Actually this need is more like a stylish need, cause it not a new form - just the same form that notes the way of pronouncing it on a context condition.
For example: the 'a
' letter sounds different at the word 'car
' and at the word 'cat
'. So i have made a spacial 'a' to note the reader that on the word 'cat' is sounds more like an 'e
This is not a real example, just a way of looking to understand this thing on Hebrew.
The Unicode.org did that on Hebrew for the standard mark QAMATZ [sounds like 'a'] adding Qamats Qatan [sounds like 'o'] - and really it is just a stylish different and not real new mark form:
On the Unicode.org
05B8 ◌ָ HEBREW POINT QAMATS
used generically or as qamats gadol in orthography which distinguishes that from qamats qatan
05C7 ◌ׇ hebrew point qamats qatan
But there is another two marks that have the same need:
For the foraml SHEVA [u+05B0] there is a need for SHEVA NA - to note that it sounds like 'e'.
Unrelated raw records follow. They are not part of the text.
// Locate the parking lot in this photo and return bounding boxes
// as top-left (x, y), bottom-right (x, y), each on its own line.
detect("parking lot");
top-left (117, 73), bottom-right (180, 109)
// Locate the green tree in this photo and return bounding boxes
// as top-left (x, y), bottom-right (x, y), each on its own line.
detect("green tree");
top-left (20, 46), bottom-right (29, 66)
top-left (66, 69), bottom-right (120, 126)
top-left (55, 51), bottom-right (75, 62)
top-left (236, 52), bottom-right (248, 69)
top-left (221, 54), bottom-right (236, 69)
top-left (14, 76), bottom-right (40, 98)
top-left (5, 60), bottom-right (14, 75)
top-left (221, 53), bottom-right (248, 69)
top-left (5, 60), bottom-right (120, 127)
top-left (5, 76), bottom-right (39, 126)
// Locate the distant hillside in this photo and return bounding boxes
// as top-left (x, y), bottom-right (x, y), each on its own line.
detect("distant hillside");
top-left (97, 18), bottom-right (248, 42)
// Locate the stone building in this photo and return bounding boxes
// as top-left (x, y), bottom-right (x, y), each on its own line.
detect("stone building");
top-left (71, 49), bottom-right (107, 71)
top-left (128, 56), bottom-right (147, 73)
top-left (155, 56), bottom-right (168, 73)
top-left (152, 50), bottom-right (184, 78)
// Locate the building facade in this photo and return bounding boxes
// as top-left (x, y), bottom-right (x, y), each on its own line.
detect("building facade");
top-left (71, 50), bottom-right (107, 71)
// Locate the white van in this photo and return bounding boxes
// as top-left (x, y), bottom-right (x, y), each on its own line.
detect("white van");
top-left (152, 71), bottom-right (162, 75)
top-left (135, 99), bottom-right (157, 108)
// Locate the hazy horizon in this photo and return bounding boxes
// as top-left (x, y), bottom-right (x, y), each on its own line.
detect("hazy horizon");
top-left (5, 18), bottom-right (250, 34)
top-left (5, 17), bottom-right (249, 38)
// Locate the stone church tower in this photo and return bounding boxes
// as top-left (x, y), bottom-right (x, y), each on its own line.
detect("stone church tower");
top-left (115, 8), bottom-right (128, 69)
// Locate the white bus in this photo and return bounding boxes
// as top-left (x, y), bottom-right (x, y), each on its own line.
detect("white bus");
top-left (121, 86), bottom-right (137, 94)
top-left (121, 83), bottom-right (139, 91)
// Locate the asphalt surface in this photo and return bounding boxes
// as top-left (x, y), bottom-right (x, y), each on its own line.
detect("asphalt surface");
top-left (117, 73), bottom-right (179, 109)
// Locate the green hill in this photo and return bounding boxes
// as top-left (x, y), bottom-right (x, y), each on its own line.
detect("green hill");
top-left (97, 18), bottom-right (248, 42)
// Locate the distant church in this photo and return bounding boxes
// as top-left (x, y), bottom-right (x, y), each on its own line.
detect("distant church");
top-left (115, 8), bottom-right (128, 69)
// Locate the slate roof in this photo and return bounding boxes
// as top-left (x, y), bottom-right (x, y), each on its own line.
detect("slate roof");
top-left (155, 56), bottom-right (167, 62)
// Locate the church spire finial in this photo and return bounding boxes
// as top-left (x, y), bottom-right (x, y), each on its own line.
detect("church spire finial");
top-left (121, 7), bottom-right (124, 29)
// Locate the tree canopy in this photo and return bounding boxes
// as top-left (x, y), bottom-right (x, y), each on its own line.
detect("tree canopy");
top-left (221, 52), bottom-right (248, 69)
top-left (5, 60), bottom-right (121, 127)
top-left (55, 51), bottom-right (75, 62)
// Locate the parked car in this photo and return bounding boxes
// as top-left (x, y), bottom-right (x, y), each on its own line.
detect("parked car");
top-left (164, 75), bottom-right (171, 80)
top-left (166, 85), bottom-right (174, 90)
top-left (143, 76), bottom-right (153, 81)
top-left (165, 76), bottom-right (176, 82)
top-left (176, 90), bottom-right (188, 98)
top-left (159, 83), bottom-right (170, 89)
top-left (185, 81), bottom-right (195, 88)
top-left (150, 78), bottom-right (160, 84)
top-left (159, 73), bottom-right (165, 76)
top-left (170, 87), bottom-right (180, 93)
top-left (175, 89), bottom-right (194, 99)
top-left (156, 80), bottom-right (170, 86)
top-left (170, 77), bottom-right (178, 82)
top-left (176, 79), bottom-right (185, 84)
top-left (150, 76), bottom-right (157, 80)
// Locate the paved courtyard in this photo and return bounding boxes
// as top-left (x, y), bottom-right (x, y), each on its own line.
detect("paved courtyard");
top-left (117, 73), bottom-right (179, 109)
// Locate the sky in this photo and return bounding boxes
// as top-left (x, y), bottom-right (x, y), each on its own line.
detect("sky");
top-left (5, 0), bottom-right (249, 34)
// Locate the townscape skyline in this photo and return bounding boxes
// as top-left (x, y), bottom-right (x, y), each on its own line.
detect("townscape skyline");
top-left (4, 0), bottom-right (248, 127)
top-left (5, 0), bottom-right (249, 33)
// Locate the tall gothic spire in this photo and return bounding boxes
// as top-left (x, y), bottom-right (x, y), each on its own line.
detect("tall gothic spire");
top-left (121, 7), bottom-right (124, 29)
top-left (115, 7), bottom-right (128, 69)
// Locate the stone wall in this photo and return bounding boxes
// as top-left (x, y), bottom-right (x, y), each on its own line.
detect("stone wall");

And i have found a letter to the Unicode.org
asking them to do so.
The second is for the formal DAGESH [u+05BC]
there is a need for DAGESH HAZAQ to note that it sounds more 'strong'.
My question is what should font designers do meanwhile - as long as there is no formal unicode for it?
It it not good just putting it on Private Area category, cause it will not get the LTR bidi direction.
One most appreciated font designer for Hebrew made a 'liga' feature that replaces a sequence of two SHEVA marks to SHEVA NA that he designed on the General Punctuation category [at U+200C that formaly is Zero Width Non-Joiner].
So it looks not like the right way of doing it.
I thought that the proper way for that is putting it on the Private Area category, and applying a Swash [swsh] feature for it.
So... what to you say what is the best way of doing it?
There is another nikkud (Hebrew for vocalization mark) that should be first on the list: the chataf kamatz katan ("reduced kamatz katan"), which is considered an essential “balancing” phoneme in liturgical Hebrew (see attached sample). Typographically speaking, the kamatz katan has little value if there is no chataf kamatz katan—a situation parallel to the regular (called gadol = greater) kamatz and the chataf kamatz, both of which are in the standard Hebrew Unicode.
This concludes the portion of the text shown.